A tecnologia busca transformar um passivo ambiental em um insumo agrícola de alto valor agregado, capaz de melhorar a fertilidade do solo, aumentar a eficiência da adubação e reduzir a dependência de fertilizantes minerais convencionais. Os produtos estão sendo desenvolvidos nas formas granulada e peletizada, facilitando o armazenamento, transporte e aplicação no campo.
Coordenada pela professora e pesquisadora Edna Maria Bonfim, a iniciativa integra projetos financiados pelo Governo de Mato Grosso, por meio da Fapemat, em parceria com o Conselho Nacional de Desenvolvimento Científico e Tecnológico (CNPq). Segundo a pesquisadora, a proposta está alinhada aos princípios da economia circular ao reaproveitar resíduos agroindustriais e ampliar o acesso a fertilizantes mais sustentáveis.
Os estudos sobre o uso da cinza vegetal começaram em 2009 e já demonstraram resultados positivos em culturas como feijão, milho, rúcula, melão e flores ornamentais. Além de fornecer nutrientes essenciais às plantas, o material contribui para a melhoria das características químicas do solo e para a redução dos custos de produção agrícola.
O reaproveitamento da cinza vegetal também representa uma solução ambientalmente responsável para um resíduo produzido em grande escala pelas agroindústrias.

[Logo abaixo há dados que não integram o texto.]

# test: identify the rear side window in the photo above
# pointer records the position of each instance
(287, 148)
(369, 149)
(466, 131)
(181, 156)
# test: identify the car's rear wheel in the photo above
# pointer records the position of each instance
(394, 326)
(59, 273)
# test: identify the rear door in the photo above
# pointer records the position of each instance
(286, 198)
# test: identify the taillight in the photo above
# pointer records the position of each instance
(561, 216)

Com isso, o material deixa de ser um potencial agente de contaminação e passa a integrar uma cadeia produtiva sustentável, gerando benefícios econômicos e ambientais para o setor agrícola.
Os resultados alcançados já renderam publicações em periódicos científicos de destaque, consolidando Mato Grosso como referência em pesquisas voltadas ao desenvolvimento de fertilizantes sustentáveis e ao reaproveitamento de resíduos agroindustriais.